August 1st 2003
A buddy and I left Guadalajara where I was studying for the summer by bus to Ciudad Guzman. From Ciudad Guzman we took another local bus to El Fresnito. The local bus to El Fresnito was hard to find; there were no signs so we had to ask around. Not knowing Spanish would have made this a little tricky.
We got to El Fresnito (~5000ft) at about 4pm and had a hard time finding the road that led up the mountain. If you are in El Fresnito facing the mountain, the road up is about a mile to the RIGHT from the center of town (the town is more like one street with houses on it). There is a sign that say it is to the left but that is an advertisement for an outfitter that will drive you up.
The road up begins about a mile east of town. There are signs that designate it a national forest and a sign stating how far it is to the summit (I think it was 18km).
We got on the trail about 5pm and were on our way up. At about 8,000 feet it started raining and was already dark. We were walking on a 4WD road so walking at night was not a problem. We had hoped to get to the refuge (called la jolla) for the night but by 10 pm we were at 10,500ft and ready to quit walking in the rain. Thunder and lightning had set in as well so we decided to pitch the $20 tent that we got in Guadalajara at Wal-Mart.

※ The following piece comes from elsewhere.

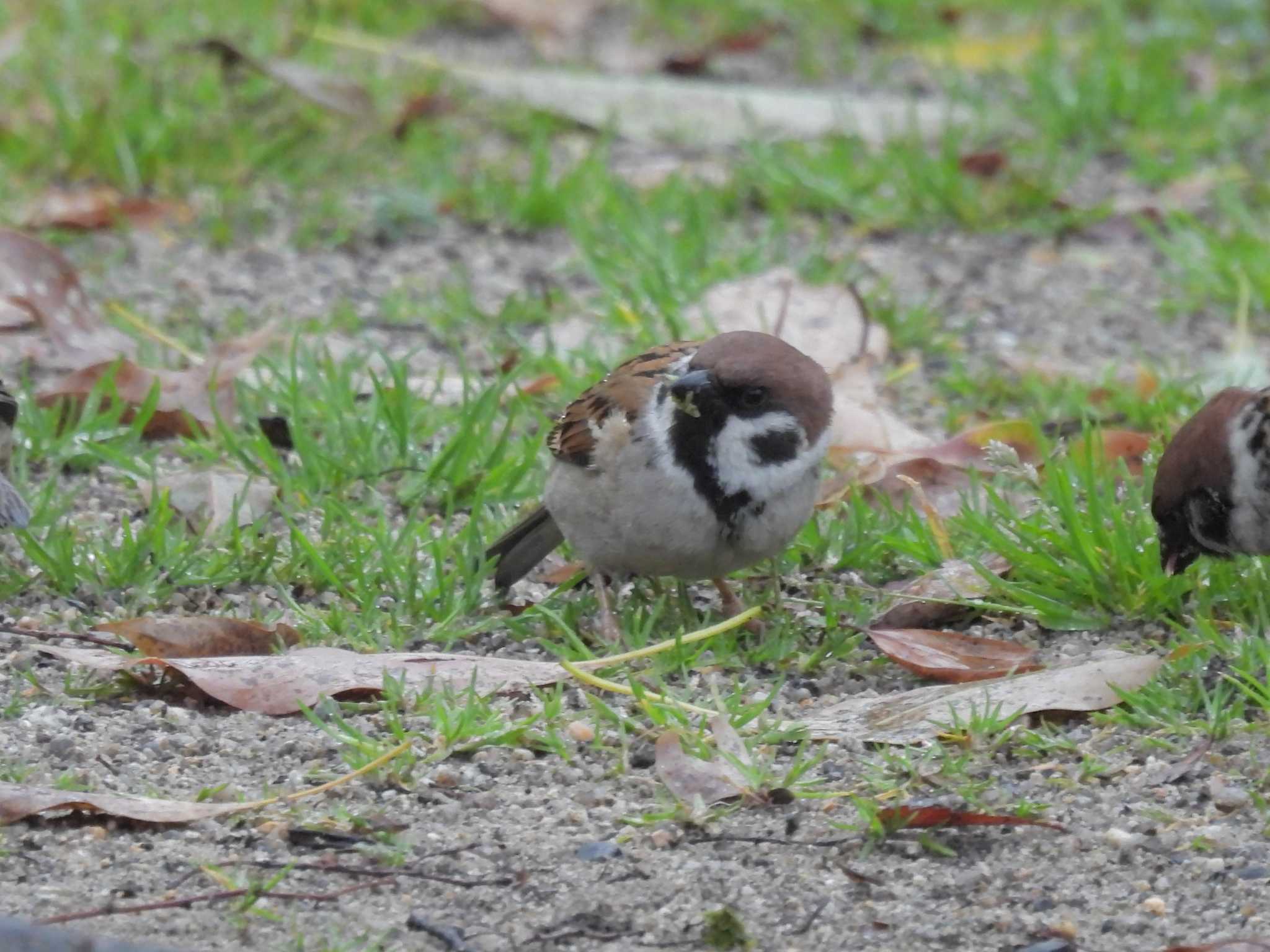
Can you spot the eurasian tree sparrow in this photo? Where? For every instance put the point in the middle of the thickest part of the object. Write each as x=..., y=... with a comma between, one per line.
x=1212, y=491
x=693, y=460
x=13, y=509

Setting up at $20 tent in a thunder storm was not a fun chore, and to make things worse, my hiking buddy had some how been funneling water into his pack which made his cheap bag like a wet sponge. Within minutes of setting up the tent, water began accumulating on the floor. Cold (~40 degrees) and wet, I turned on my cell phone to see what time it was. Sure enough, I had service out in the middle of nowhere in Mexico. My phone from the US worked! I made a couple of calls to tell friends back home of my situation at 4.50 USD a minute.
August 2, 2003 (10,500ft)
My partner woke me up at 4AM because it had stopped raining. He hadn't slept at all because he was cold and his bag was soaking. I somehow managed to sleep for about 2 hours. At first I expected him to want to walk off the mountain, but to my surprise he was ready to head up. We left the tent on the side of the road where we pitched it and started up again. The stars were unreal, the best I have ever seen. Right before sun up we passed a ranger station that we mistook for the refuge. We tried to find water as the refuge is the only source of water. Instead we found an angry dog. We quickly continued on our way. Somewhere after this ranger station there is the turn off to the refuge but we missed it in the dark. When the sun finally came up we realized we were in the eroded creator of the volcano. After a couple more hours on the 4WD road we came across the farthest point a car can go without passing the gate. The road is obviously easy to follow and would be impossible to lose. At 11am we finally reached the radio tower. We Left the road right as it passed the radio tower and then we cut over to the peak. The route finding was simple. We continued up and by 1pm we were at the top around 14,000ft. Totally spent, and out of water, we curious as to how we would get back to the tent. The rain began to set in and ruined our view as we sat on the summit. Again, cold and wet we headed back down. Just after passing the gate, a 4WD truck came by. We stuck our thumbs out and the guys gave us a ride, some water and even some candy. Really nice guys. They were working on the radio tower. They left us at our tent. We packed up as the rain picked up and continued walking down hoping to make the 5pm bus out of El Fresnito. Sure enough another truck came by and we hitchhiked back to the highway at the bottom of the mountain. We made the 5pm bus and were back in Guadalajara by 10pm. Burger King never tasted so good.